To infect soybean cotyledons with Agrobacterium rhizogenes, design primers to detect the TI plasmid gene virD2 using the sequence of the Agrobacterium rhizogenes PRI2659 plasmid. Following transformation, test the Agrobacterium colonies for the retention of virD2 by PCR using a PCR kit. After selecting the Agrobacterium rhizogenes colonies containing both virD2 and the gene of interest, streak some colonies onto the LB plates containing 100 milligrams per liter of spectinomycin for the plasmid of interest.
The following day, using a P200 pipette tip, scrape off a 1.5 centimeter length of the Agrobacterium from the LB plate and resuspend it in one milliliter of phosphate buffer. Dilute the resuspended cell suspension and sterilized ultrapure water in acetosyringone. Measure the absorbance using a cuvette tube at an optical density of 600 nanometers.
Next, in a biosafety cabinet, dip a sterilized scalpel in the Agrobacterium solution and make a one millimeter deep cut along the inner surface of the cotyledon. Place six to eight cotyledons cut side down on a Petri dish containing filter paper saturated with germination and cultivation medium with acetosyringone. Incubate the plates at room temperature for three days under a 16 hour photo period.
After three days, transfer the infected cotyledons to hairy root growth, or HRG plates. Incubate the plates in the growth chambers set to 22 degrees Celsius and a light intensity of 100 micromoles on a 16 hour photo period until primary roots with secondary roots two to three centimeters in length are observed. After three to four weeks, harvest primary roots that grow from the callus and contain secondary roots using a sterile scalpel and forceps.

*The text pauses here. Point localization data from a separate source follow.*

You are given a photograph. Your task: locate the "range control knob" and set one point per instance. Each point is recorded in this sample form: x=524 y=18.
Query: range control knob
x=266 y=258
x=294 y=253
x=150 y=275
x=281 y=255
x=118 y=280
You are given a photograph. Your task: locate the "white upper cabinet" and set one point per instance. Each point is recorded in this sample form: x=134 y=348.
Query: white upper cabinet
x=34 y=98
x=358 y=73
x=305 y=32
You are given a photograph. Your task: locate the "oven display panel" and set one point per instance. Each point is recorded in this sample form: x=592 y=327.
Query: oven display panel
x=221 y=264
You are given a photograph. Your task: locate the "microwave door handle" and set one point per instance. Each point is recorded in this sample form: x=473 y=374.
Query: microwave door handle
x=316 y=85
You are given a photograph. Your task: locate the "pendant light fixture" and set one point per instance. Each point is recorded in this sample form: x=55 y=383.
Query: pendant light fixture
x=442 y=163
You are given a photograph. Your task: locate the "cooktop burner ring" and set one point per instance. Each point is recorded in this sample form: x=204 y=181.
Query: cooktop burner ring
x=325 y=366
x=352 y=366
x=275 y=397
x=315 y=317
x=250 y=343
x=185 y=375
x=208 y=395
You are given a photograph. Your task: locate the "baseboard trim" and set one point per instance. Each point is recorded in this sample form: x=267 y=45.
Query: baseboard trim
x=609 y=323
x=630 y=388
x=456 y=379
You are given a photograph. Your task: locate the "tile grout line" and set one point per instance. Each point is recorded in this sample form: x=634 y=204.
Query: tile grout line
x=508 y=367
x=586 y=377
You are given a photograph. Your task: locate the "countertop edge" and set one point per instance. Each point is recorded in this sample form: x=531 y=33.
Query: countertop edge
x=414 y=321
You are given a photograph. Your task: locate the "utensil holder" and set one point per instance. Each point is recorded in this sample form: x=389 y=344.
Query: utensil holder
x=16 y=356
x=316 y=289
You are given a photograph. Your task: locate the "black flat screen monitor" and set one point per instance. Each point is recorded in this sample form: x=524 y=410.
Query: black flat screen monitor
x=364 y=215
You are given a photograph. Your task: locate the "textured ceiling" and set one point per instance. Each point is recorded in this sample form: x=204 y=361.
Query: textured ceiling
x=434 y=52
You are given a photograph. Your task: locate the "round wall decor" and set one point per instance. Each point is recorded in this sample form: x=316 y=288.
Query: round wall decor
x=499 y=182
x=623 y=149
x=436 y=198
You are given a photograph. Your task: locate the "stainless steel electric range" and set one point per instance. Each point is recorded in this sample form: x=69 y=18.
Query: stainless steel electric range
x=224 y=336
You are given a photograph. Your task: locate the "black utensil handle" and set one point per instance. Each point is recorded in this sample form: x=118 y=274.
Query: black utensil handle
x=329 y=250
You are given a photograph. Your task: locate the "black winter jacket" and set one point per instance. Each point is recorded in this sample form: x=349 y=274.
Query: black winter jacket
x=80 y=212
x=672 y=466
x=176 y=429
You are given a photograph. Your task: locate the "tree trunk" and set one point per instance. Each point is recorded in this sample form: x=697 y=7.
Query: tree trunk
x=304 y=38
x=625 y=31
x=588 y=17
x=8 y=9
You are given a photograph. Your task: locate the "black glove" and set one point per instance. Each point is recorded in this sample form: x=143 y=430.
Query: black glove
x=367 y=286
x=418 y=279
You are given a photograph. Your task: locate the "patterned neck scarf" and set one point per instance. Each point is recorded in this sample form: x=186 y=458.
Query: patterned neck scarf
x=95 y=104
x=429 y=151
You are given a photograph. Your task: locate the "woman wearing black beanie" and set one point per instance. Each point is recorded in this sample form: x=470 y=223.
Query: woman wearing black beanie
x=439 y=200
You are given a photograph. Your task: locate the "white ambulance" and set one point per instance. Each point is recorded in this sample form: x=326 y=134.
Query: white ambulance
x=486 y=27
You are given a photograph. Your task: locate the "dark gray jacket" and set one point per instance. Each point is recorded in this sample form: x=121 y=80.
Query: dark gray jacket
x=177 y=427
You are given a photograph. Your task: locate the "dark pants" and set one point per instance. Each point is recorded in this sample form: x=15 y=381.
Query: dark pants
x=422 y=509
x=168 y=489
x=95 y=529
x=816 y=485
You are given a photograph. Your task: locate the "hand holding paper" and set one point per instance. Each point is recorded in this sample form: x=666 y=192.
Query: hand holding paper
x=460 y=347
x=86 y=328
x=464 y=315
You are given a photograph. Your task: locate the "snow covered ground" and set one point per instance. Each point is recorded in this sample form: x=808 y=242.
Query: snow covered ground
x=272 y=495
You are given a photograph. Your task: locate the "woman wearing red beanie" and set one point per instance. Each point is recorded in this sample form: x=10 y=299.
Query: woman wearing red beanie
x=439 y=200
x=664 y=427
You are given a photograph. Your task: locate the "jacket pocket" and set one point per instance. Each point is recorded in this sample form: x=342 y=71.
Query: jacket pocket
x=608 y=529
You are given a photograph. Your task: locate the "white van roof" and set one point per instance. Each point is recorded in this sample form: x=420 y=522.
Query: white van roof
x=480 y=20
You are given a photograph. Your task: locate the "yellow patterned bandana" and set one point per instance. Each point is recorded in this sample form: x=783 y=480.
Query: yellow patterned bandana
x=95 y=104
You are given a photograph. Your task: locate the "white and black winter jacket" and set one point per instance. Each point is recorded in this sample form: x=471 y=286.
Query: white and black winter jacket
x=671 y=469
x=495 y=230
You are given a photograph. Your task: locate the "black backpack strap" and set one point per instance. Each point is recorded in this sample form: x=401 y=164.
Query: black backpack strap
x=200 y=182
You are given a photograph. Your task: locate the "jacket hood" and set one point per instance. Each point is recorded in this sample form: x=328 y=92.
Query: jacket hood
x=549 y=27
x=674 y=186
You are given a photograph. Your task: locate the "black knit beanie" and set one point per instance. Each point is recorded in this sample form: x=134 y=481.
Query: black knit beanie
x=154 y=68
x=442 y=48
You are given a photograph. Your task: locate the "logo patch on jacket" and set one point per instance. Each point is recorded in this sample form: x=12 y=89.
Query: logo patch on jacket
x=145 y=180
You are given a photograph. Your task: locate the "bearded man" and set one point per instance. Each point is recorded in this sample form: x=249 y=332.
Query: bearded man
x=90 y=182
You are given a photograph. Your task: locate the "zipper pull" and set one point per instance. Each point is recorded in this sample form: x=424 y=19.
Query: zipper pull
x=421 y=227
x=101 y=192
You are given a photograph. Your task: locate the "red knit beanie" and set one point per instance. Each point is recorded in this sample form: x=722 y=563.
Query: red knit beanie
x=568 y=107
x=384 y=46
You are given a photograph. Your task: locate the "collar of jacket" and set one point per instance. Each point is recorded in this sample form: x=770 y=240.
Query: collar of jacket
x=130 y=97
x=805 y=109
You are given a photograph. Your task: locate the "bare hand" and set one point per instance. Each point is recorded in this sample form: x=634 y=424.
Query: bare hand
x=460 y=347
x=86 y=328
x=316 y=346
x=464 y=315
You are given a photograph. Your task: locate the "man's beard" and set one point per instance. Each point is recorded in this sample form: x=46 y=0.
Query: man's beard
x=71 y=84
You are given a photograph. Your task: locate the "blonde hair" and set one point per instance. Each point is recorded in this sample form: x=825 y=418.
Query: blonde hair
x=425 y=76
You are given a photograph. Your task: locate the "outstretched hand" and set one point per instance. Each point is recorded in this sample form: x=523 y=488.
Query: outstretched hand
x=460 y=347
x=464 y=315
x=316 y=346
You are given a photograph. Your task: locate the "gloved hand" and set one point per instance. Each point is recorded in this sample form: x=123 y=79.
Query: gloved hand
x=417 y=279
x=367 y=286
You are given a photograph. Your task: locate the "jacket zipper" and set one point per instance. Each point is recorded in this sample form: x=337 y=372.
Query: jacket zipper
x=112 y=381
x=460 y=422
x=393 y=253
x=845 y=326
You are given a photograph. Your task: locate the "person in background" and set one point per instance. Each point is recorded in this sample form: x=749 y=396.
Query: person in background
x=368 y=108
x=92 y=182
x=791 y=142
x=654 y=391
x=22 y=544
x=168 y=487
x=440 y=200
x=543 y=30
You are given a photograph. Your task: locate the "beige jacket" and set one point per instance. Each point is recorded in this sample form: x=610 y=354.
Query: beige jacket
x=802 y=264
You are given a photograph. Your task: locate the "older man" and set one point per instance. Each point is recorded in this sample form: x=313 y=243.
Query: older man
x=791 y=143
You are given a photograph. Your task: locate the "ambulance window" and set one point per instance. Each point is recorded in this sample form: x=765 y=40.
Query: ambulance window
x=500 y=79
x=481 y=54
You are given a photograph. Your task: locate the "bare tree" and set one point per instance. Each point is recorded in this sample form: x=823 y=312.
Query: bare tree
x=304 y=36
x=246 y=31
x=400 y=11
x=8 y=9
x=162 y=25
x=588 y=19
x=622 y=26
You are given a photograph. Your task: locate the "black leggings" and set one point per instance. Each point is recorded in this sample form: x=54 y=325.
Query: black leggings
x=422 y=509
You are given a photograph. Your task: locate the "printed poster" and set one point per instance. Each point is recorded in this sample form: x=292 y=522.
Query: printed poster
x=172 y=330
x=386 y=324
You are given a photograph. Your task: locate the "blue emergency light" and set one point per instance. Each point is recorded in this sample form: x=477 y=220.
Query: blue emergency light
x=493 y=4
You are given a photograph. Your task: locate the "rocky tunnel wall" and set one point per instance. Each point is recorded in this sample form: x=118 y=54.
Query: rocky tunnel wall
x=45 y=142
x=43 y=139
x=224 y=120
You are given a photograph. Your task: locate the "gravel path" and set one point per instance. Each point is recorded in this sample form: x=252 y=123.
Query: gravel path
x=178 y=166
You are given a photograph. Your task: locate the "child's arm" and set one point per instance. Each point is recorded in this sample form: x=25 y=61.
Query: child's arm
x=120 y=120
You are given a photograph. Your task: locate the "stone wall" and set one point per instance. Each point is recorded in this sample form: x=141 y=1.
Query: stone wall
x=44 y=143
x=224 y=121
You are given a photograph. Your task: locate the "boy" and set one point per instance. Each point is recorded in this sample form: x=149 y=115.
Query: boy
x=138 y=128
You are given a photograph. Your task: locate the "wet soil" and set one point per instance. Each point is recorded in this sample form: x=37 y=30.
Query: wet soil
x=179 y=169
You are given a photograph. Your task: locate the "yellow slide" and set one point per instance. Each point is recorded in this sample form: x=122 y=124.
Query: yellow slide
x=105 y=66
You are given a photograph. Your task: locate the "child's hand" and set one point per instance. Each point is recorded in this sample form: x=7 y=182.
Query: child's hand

Transfer the roots to selection HRG plates containing appropriate antibiotics and allow them to grow for an additional five days. On day five, harvest transgenic hairy roots with secondary roots that are three to six centimeters in length. If observing fluorescent proteins, ensure that the secondary roots have little autofluorescence.
Next, to perform elicitor or chemical treatments, cut the secondary roots into one centimeter pieces and place approximately 100 milligrams on HRG agar in a pile. Then saturate the pile with 80 microliters of the appropriate treatment solution and allow the plate to incubate at room temperature. After 24 hours, for RNA extraction, rapidly dab the roots dry on a sterilized paper towel and harvest them directly into a two milliliter microcentrifuge tube.
Immediately seal the top of the tube using parafilm and make two small holes using pointed forceps. The colony PCR results of the transformed Agrobacterium are shown. The positive colonies in PCR indicated the gene of interest.
However, one third to one half of the colonies were negative for the virD2 gene screening. Fluorescence microscopy demonstrates the subcellular localization of GFP-GmJAZ1-6. Gene expression analysis confirmed the overexpression of the glyceollin transcription factor GmHSF6-1 and RNAi silencing of GmMYB2912 in Williams 82 harry roots.